The mileage thus vary, Intel claims up to 30 percent benefits with its HyperThreading technology [1], a synthetic program just performing a loop of non-optimized dependent floating-point operations actually gets a 100 percent benefit when run in parallel. On the other hand, assembly-tuned programs using e.g. MMX or altivec extensions and performing data pre-fetches, such as good video encoders, do not suffer from cache misses or idle computing resources, and thus do not benefit from hardware multithreading and can indeed see degraded performance due to the contention on the shared resources.

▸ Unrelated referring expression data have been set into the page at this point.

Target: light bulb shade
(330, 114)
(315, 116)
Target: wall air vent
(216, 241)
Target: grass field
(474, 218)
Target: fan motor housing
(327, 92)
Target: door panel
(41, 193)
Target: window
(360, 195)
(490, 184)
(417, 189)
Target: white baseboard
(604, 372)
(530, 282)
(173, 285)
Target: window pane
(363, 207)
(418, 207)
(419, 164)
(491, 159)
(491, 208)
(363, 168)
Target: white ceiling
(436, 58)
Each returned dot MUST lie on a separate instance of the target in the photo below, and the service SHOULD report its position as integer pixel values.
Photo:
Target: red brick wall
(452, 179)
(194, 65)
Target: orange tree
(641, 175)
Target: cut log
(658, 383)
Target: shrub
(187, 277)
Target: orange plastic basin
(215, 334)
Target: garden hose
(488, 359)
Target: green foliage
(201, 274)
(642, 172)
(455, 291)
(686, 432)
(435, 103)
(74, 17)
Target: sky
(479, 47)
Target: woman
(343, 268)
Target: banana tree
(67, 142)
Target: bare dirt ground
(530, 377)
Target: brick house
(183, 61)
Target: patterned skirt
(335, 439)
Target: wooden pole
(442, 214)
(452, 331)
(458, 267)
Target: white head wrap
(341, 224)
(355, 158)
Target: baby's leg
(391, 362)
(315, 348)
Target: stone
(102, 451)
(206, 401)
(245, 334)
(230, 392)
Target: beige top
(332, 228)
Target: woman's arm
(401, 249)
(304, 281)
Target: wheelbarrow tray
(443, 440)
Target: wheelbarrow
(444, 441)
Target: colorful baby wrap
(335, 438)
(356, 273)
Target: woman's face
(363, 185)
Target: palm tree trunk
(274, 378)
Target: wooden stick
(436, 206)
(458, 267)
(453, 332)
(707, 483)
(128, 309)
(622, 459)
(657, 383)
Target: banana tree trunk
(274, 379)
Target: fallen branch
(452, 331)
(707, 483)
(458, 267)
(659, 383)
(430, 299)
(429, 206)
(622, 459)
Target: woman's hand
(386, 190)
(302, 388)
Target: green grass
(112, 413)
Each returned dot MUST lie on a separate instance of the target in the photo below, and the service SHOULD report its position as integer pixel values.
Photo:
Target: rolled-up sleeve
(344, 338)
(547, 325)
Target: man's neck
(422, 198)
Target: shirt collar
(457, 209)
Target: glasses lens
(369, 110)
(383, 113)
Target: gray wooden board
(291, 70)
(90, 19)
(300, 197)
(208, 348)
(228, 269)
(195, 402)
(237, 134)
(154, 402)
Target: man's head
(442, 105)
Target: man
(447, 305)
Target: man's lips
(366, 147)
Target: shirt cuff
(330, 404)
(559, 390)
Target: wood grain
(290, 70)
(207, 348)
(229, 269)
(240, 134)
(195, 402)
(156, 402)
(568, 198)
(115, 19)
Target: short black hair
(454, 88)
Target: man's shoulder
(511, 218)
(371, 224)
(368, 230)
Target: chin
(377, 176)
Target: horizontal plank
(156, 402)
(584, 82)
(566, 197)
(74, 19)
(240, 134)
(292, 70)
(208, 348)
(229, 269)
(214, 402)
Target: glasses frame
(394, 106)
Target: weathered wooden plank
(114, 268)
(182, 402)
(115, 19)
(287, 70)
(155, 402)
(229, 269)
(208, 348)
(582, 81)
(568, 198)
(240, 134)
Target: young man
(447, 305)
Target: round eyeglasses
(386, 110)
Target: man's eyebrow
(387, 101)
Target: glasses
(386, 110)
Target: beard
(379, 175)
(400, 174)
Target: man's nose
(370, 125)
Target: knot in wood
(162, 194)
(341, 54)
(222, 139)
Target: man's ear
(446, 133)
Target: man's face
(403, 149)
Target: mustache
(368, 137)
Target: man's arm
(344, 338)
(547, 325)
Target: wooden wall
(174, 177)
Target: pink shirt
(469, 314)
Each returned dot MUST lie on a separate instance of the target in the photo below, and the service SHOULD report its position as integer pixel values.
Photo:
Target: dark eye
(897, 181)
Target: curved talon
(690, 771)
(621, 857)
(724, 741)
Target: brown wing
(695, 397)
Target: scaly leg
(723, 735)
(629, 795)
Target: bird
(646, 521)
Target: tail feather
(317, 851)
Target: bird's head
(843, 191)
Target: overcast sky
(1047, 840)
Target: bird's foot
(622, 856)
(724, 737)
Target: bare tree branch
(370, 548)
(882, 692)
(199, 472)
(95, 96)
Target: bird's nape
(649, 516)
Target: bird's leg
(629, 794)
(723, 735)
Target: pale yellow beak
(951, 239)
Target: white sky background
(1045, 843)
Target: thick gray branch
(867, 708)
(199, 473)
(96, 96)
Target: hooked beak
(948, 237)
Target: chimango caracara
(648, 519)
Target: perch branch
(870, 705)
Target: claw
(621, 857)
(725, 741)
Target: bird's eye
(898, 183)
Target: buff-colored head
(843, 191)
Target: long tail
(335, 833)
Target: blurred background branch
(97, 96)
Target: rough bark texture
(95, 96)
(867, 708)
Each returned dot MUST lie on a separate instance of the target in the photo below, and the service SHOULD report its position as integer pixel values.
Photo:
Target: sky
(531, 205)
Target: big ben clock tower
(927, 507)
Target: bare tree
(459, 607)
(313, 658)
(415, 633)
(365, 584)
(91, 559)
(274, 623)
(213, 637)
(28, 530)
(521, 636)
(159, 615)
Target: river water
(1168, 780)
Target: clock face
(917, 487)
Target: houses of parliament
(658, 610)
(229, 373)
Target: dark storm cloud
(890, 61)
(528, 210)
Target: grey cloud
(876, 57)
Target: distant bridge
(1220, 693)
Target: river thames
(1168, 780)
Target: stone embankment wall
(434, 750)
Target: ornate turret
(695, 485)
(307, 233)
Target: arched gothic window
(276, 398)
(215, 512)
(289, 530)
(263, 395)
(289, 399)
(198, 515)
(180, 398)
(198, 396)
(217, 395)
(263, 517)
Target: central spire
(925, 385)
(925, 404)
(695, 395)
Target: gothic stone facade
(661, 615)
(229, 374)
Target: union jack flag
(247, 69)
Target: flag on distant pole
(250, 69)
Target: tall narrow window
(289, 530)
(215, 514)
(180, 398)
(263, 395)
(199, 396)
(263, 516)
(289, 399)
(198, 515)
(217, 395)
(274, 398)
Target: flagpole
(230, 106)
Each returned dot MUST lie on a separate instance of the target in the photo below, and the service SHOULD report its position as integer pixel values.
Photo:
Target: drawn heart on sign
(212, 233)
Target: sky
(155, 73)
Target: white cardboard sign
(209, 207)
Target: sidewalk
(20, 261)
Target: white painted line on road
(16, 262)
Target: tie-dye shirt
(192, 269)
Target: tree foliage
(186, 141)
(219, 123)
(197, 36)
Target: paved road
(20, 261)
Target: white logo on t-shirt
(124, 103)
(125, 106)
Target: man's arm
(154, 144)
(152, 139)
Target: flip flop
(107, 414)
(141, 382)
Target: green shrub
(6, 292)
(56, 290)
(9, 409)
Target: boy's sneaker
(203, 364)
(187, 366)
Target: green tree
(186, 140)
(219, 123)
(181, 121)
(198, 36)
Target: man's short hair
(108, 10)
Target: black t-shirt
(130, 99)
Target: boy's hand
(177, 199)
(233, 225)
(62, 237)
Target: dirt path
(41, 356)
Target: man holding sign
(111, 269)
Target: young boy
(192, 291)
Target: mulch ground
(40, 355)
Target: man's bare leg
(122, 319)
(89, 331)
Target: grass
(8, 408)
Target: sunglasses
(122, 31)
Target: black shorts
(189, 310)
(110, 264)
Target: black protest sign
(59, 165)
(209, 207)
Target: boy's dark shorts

Hardware techniques used to support multithreading often parallel the software techniques used for computer multitasking of computer programs.

Types of Multithreading

Block multi-threading

Concept

The simplest type of multi-threading is where one thread runs until it is blocked by an event that normally would create a long latency stall. Such a stall might be a cache-miss that has to access off-chip memory, which might take hundreds of CPU cycles for the data to return. Instead of waiting for the stall to resolve, a threaded processor would switch execution to another thread that was ready to run. Only when the data for the previous thread had arrived, would the previous thread be placed back on the list of ready-to-run threads.

For example:

1. Cycle i : instruction j from thread A is issued
2. Cycle i+1: instruction j+1 from thread A is issued
3. Cycle i+2: instruction j+2 from thread A is issued, load instruction which misses in all caches
4. Cycle i+3: thread scheduler invoked, switches to thread B
5. Cycle i+4: instruction k from thread B is issued
6. Cycle i+5: instruction k+1 from thread B is issued

Conceptually, it is similar to cooperative multi-tasking used in real-time operating systems in which tasks voluntarily give up execution time when they need to wait upon some type of event.